Organized by the Association of Brazil’s Indigenous Peoples (APIB) and its seven regional organizations, this year’s ATL amplified the call of the Indigenous movement: The Answer Is Us. On the path to the historic COP30 to be held in the Brazilian Amazon for the first time later this year, leaders unified demands for land rights, sovereignty, and territorial governance as the most effective strategies to defend the rainforest and our global climate.
We were on the ground at ATL this year, continuing a long legacy of resistance with our Indigenous partners in Brazil. From taking the streets of Brasília alongside our comrades at APIB and the Coordination of Indigenous Organizations of the Brazilian Amazon (COIAB) to mobilizing rapid-response resources to Munduruku community members through our Amazon Defenders Fund, our team showed up in material solidarity with the movement.
To nurture international solidarity against the imminent threats from agribusiness to the sacred waterways of the Tapajós River in the Amazon and its ancestral stewards, Amazon Watch helped organize action against Ferrogrão during the closing ATL march. Designed to transport commodities such as soy and corn to enrich multinational corporations like Cargill rather than to feed the people of Brazil, the mega railway project would cut through Indigenous territories and could deforest up to 49,000 square kilometers in the Brazilian state of Pará, the host of COP30.

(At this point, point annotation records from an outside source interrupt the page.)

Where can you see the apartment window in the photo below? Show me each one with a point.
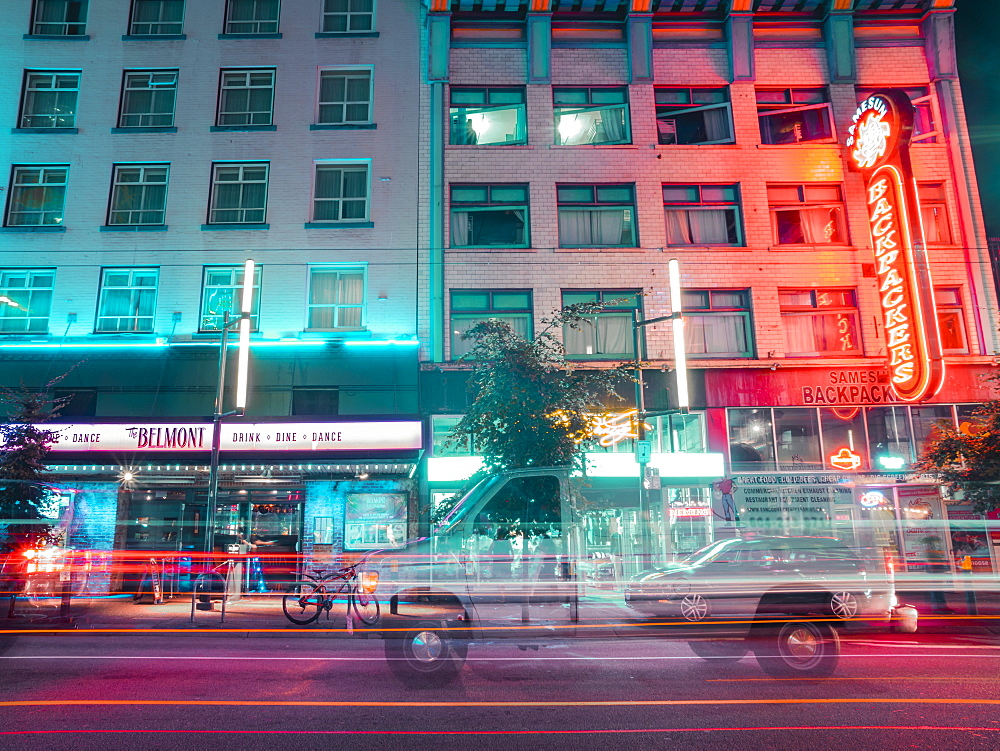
(345, 16)
(811, 214)
(717, 323)
(596, 215)
(341, 193)
(472, 306)
(252, 16)
(607, 333)
(693, 116)
(239, 193)
(336, 298)
(819, 322)
(50, 99)
(246, 97)
(148, 98)
(489, 215)
(222, 292)
(59, 17)
(25, 300)
(127, 300)
(951, 320)
(591, 116)
(157, 17)
(702, 214)
(488, 116)
(794, 115)
(37, 195)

“How are we going to eliminate illegal deforestation by 2030 with a project that demands more deforestation, legal or not? It’s not possible to talk about being a leader against climate change with a project to destroy the Amazon. Ferrogrão is a project designed to deforest the forest and strengthen agribusiness,” Indigenous leader and COAIB coordinator Auricélia Arapiun emphasised.
After 15 days of strenuous protest blocking Brazil’s Trans-Amazonian highway, BR-230, calling for the repeal of Law 14.701/23, the Munduruku people joined their Kayapó, Tupinambá, and Panara relatives from the Tapajós region in Brasília to denounce Ferrogrão and the broader attack on Indigenous constitutional rights. Yielding to their demands, Brazilian Justice Gilmar Mendes met directly with Indigenous leaders, including Goldman Prize winner Alessandra Korap Munduruku, on April 15, 2025.

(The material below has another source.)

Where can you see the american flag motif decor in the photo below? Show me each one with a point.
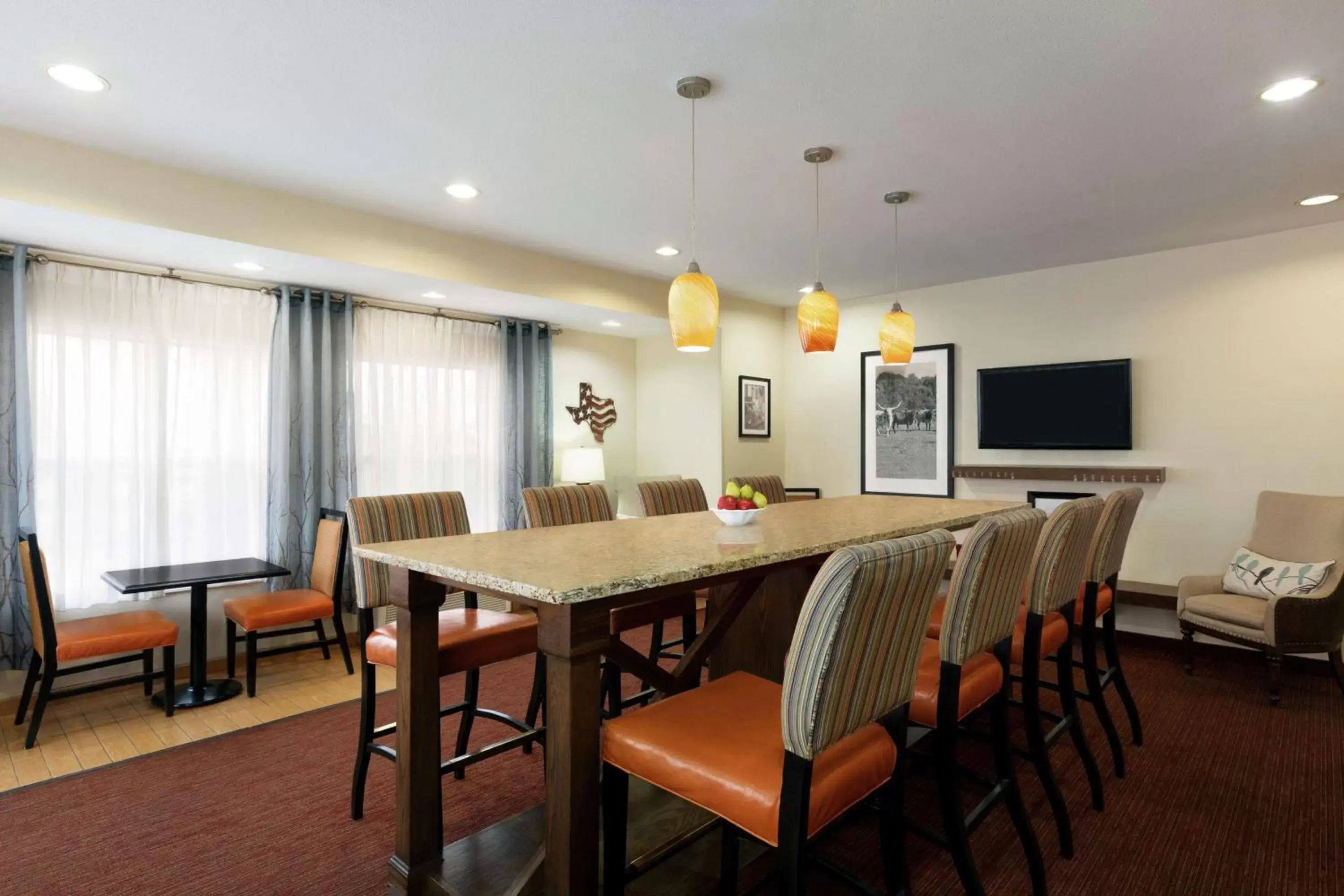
(600, 413)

Law 14.701/23 contains the controversial Marco Temporal Thesis, an ad hoc legal argument asserting that Indigenous peoples who were not present on their territories at the time of the Federal Constitution’s ratification on October 5, 1988, are not entitled to the recognition of their traditionally occupied lands. Driven by Brazil’s powerful agribusiness sector, the law is a catastrophic assault on Indigenous land rights.
An egregious manifestation of wider anti-Indigenous violence tragically occurred the night of the closing march on April 10, 2025, where Célia Xakriabá, Brazilian Federal Deputy of the state of Minas Gerais, and several other Indigenous representatives, women, and children were injured by stun grenades, tear gas, and pepper spray deployed by the Legislative Police Department (DPOL) and the Military Police of the Federal District (PMDF).

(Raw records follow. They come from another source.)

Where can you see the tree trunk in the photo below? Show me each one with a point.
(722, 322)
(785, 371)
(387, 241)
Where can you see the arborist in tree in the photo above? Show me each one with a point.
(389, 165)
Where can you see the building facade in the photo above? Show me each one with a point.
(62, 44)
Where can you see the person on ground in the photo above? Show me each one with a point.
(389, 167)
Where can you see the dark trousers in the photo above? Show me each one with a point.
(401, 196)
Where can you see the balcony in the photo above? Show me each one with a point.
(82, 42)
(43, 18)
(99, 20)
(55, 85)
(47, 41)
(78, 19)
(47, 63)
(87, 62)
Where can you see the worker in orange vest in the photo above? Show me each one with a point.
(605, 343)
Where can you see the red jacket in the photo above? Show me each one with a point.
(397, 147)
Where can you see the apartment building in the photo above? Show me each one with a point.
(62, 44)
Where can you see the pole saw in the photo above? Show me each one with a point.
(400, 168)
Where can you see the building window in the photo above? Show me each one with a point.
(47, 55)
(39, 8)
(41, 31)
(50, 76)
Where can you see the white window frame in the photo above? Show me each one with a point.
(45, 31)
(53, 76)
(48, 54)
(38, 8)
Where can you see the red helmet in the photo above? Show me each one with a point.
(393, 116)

Célia Xakriabá filed a criminal complaint with the Brazilian Federal Supreme Court (STF) after seeking medical care for her injuries at the Medical Department of the Chamber of Deputies. Her complaints included racism, political and gender violence, bodily injury, the prevention of the parliamentarian from accessing Congress, and the omission of aid.
In a profound act of solidarity, Indigenous leaders dedicated the final ATL programming to remind Célia Xatriabá that she is not alone – the movement stands with her.
Our team at Amazon Watch echoes their declaration, standing in unwavering solidarity with Célia Xatriabá and all Indigenous women on the forefront of resistance against gendered colonial violence.
This year’s Free Land Camp grounded us in our shared struggle ahead – the answer is all of us. Frontline Indigenous communities across the Amazon and the world, as well as their comrades, must continue to unify our efforts to defend Indigenous sovereignty and our collective future.